Dive Brief:
- With finance and accounting talent shortages among the biggest workforce challenges cited by CFOs, some finance chiefs report that they are playing a bigger role in finding and hiring workers to staff their teams, according to an April 28 article from Big Four firm Deloitte.
- The increased involvement is just part of the evolving strategy for bolstering the workforce, as roughly a third (34%) of finance leaders said they were taking a larger role in the hiring process, while 35% said they were bringing in employees from other departments as reinforcements and turning to external human resource firms to identify candidates, according Deloitte, citing data from the company’s Q1 2025 North American CFO Signals survey.
- Because CFOs understand the inner-workings of their finance department, it makes sense for finance chiefs to be more involved. “The hands-on approach — effectively, CFO as the chief human resources officer of finance — might help finance chiefs get the right candidates in the right seats,” Deloitte states.
Dive Insight:
The one-two punch of retiring certified public accountants and a shrinking pipeline of younger people choosing the field has galvanized momentum to bring more people into the accounting profession by easing CPA licensure requirements. To date, at least 11 states have passed legislation that removes the 150-hour-rule hurdle which effectively requires candidates to complete a fifth year of college to obtain a license, CFO Dive previously reported.
Increasingly, finance departments are also turning to technology, including automation and AI, to fill finance skills gaps. Nearly eight in 10 (79%) finance chiefs surveyed said it is likely that they’ll use generative AI in the coming 24 months “to bridge skills gaps,” according to the report from Deloitte executives led by Steve Gallucci, national managing partner, US CFO Program.
However, the Q1 survey found some potential challenges may be in store, with 48% of finance chiefs citing staff resistance to using new technology as their biggest challenge in meeting C-suite expectations.
Meanwhile, CFOs are anxious about the impact of the talent shortage on the workers they do have, as well as their companies. The biggest talent pipeline-related worry was about the increased workload shouldered by existing workers, cited by 44% of CFOs, followed by the fear of a loss of credibility with institutional or private investors, cited by 42%, and concern about the eroding the board’s confidence in finance, cited by 41%.
“Such consequences can put CFOs squarely in the hot seat,” Deloitte said, noting that only 15% of respondents said their organizations are not experiencing a shortage of accountants or other finance talent.
The Deloitte article highlighting the workforce talent shortage that CFOs are grappling with did not include broader survey findings related to the respondents’ outlook on the broader economy, which is often part of the regular quarterly survey.

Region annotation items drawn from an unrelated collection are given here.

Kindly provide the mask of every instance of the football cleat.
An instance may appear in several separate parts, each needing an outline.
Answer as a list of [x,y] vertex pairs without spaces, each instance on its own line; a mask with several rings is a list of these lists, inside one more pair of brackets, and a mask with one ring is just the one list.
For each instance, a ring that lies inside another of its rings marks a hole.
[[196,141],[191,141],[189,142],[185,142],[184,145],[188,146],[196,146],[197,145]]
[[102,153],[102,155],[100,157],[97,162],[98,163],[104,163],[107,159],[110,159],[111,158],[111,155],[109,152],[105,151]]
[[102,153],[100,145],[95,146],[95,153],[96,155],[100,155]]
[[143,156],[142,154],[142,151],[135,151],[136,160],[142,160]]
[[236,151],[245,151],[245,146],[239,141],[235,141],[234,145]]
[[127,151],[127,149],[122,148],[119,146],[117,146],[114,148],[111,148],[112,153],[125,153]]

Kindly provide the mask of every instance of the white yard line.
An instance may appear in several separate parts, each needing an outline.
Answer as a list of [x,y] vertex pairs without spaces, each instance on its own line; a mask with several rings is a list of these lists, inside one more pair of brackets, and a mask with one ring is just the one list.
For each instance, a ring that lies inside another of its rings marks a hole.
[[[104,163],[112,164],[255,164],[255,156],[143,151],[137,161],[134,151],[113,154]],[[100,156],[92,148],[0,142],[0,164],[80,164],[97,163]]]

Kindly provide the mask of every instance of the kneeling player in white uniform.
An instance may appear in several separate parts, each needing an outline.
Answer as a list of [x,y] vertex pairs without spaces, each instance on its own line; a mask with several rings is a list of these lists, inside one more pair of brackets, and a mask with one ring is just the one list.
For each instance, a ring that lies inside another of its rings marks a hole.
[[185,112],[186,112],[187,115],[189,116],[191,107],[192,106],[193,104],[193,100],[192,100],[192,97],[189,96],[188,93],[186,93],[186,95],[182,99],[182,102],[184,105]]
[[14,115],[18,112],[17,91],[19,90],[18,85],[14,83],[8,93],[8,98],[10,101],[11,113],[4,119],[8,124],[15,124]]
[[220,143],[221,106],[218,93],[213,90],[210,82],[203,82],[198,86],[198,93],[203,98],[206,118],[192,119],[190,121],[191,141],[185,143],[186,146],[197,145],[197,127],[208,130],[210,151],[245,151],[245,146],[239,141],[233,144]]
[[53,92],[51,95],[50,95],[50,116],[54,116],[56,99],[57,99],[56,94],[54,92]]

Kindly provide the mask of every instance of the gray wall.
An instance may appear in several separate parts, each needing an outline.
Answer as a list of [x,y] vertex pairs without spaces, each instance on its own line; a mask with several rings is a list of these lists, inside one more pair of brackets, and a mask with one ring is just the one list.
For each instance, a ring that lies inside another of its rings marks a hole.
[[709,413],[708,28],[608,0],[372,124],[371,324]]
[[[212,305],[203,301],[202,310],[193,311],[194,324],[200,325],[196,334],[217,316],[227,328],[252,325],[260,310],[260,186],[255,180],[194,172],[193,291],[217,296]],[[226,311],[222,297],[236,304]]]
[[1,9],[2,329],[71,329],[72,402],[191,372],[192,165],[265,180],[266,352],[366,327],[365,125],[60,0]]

Last month, a Deloitte spokesperson said the company had at that time opted not to release the traditional report due to changes in the economic environment that occurred after the survey was fielded in February. The company did not respond to requests for further comment on the report.
Deloitte’s Q4 2024 Signals report showed a sharp jump in executive optimism, with 72% of the 200 finance chiefs surveyed projecting an improved economy in a year, compared to 19% in the previous quarter.